If the number of neurons in the SOM is less than the number of patterns in the dataset, then we reduce the dimension of the dataset… Not the dimension of the input or the weight vector. Therefore, the type of dimension reduction performed by SOM is different from the type of dimension reduction performed by PCA, and SOM is actually more similar to clustering algorithms such as K-means clustering.

However, SOM differs from clustering in that clustering of data sets will (generally) retain the probability density function of the data set rather than the topology of the data set. This makes SOM especially useful for visualization. By defining a subfunction that converts a given weight vector to color, we are able to visualize the topology, similarity, and probability density functions of the underlying data set as a lower dimension (usually two because of the grid).

The application of PCA

“Weka is a collection of machine learning algorithms for data mining tasks that can be applied directly to data sets or called from your own Java code. Weka includes data preprocessing, classification, regression, clustering, association rules, visualization, and is also ideal for developing new machine learning solutions. “[Source]

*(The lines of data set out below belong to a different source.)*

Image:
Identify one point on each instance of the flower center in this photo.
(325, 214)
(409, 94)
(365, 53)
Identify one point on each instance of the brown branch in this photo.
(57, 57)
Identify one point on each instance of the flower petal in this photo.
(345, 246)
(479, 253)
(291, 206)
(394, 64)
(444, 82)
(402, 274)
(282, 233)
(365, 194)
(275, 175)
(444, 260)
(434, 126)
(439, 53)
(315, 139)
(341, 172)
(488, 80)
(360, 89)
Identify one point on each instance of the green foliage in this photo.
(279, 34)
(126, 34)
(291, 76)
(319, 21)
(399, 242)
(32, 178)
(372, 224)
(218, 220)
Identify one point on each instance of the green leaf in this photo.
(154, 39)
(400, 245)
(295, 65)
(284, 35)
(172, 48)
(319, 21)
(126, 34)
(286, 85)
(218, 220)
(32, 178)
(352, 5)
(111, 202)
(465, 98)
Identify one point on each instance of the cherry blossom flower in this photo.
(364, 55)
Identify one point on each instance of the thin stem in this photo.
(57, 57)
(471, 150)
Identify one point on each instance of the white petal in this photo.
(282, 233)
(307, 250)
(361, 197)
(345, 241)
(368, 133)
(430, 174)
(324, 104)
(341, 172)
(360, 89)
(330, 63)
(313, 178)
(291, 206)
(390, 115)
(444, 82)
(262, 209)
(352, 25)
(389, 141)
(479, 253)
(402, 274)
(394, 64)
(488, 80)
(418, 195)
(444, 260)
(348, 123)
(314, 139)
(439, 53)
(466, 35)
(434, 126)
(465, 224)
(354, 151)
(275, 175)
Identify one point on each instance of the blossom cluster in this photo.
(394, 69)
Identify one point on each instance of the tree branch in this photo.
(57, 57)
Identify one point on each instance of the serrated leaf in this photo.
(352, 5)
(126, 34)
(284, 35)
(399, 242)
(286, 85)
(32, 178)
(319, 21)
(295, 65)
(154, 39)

One feature in WEKA is a tool for selecting properties and dimensionality reduction. One of the supported algorithms is principal component analysis. This example applies PCA to a database containing 12 related technical indicators. CSV file. Redundancy is one of the data qualities that leads to overfitting of models, especially machine learning models.

 

Correlation matrix technical indicators

If we load it into WEKA, we will see some basic descriptive statistics of the data set, including histograms of each variable (technical indicator), as well as their minimum, maximum, average sample statistics, and standard deviation sample statistics.

 

In the Select Properties TAB, select the primary component property evaluator and WEKA will automatically select the sorter search method.

 

After clicking Start, WEKA extracts the first five major components. It can be seen that the correlation coefficients of the first three principal components and the closing price are 0.6224,0.3660 and 0.1643 respectively. Knowing PCA, these three components are unrelated and should theoretically contain at least different information about exponential motion.